Sécurisation des systèmes d’information : la pression juridique s’accroît, les sanctions financières aussi


Une double obligation de notification des failles de sécurité a été intégrée dans le cadre du Paquet Télécom. Il est important de se pencher sur les impacts de cette nouvelle obligation pour tous les acteurs de l'internet.

Le « Paquet Télécom » modifié, ensemble de directives encadrant le secteur des communications électroniques, a été publié au journal officiel de l'Union européenne le 18 décembre 2009. Parmi ses nouveautés, une double obligation de notification des failles de sécurité est instaurée, notamment pour les fournisseurs d'accès à l'internet. C'est l'occasion de revenir sur cette notion, son historique et surtout ses conséquences économiques.
Face aux pertes, diffusions involontaires ou vols d'informations à caractère personnel de clients qui se sont multipliées ces dernières années, les législateurs de plusieurs pays ont décidé de réagir afin de forcer les entreprises à prendre des mesures de sécurité plus importantes.
En effet, les sociétés ayant une clientèle importante de personnes physiques constituent souvent des bases de données très complètes au fur et à mesure de la relation contractuelle avec ces derniers. Ces informations peuvent être en outre particulièrement sensibles au sens de la législation dite « Informatique et Libertés », les plus complètes étant en pratique les informations détenues par les établissements financiers ou encore les administrations : numéros de sécurité sociale, numéros de cartes bancaires, adresses, informations fiscales voire patrimoniales, etc.

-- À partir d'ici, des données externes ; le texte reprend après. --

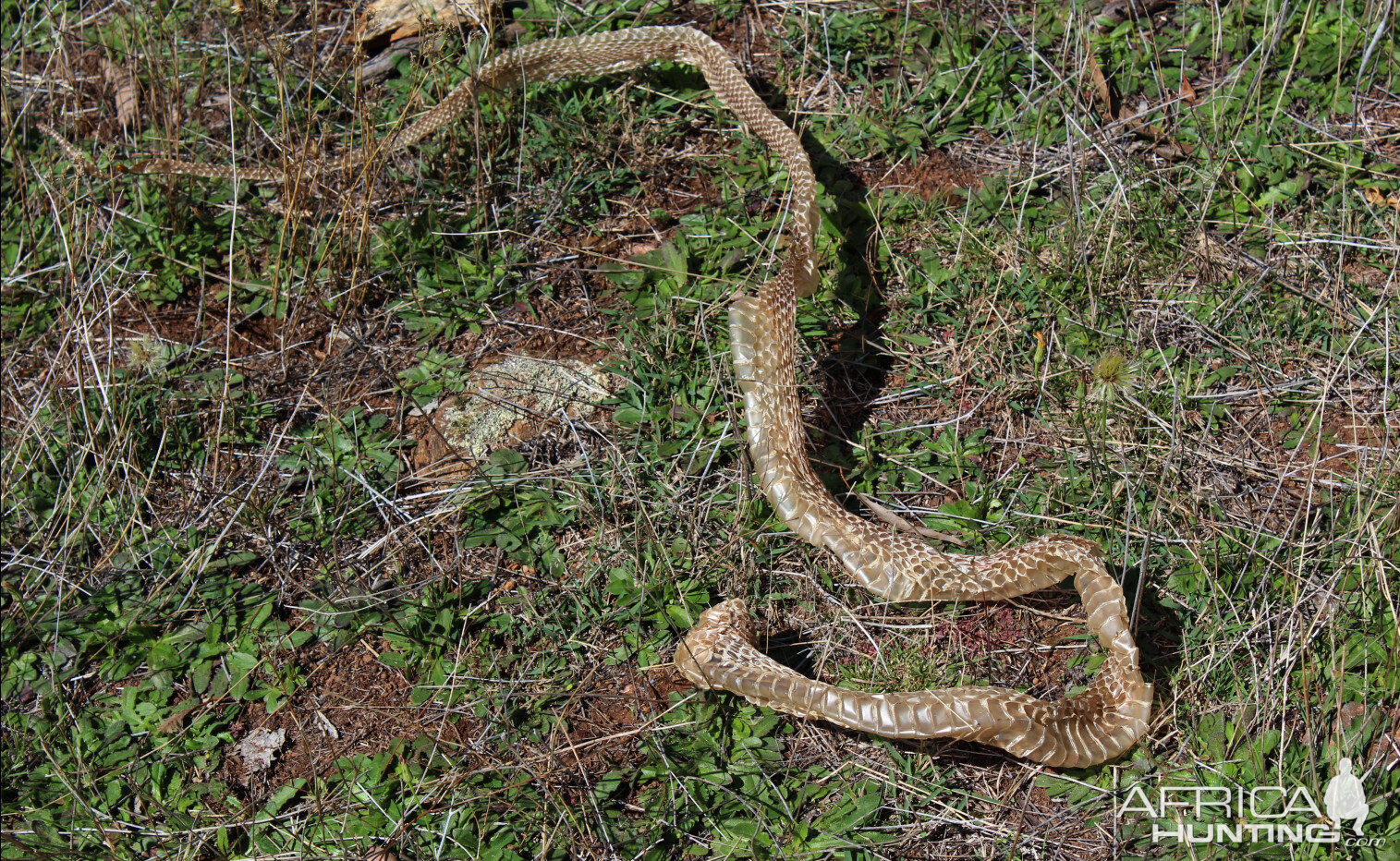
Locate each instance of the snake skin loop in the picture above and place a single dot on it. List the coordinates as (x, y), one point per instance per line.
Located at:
(718, 652)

Frauduleusement utilisées, ces informations peuvent permettre d'usurper l'identité des clients et donc de leur causer un préjudice potentiellement très important (demandes de crédit, paiements frauduleux, etc.).
I. Objectifs et coûts engendrés par cette obligation
C'est d'ailleurs à la suite de la dissémination des données concernant les salaires de 200 000 fonctionnaires que le législateur californien a été le premier à réagir en 2002 (« Senate Bill 1386 » du 12 févier 2002, entrée en vigueur le 1er juillet 2003). Les entités publiques ou privées n'ayant pas suffisamment sécurisé leurs bases de données contenant les données à caractère personnel de leurs clients se sont ainsi vues imposer de les prévenir de leurs carences.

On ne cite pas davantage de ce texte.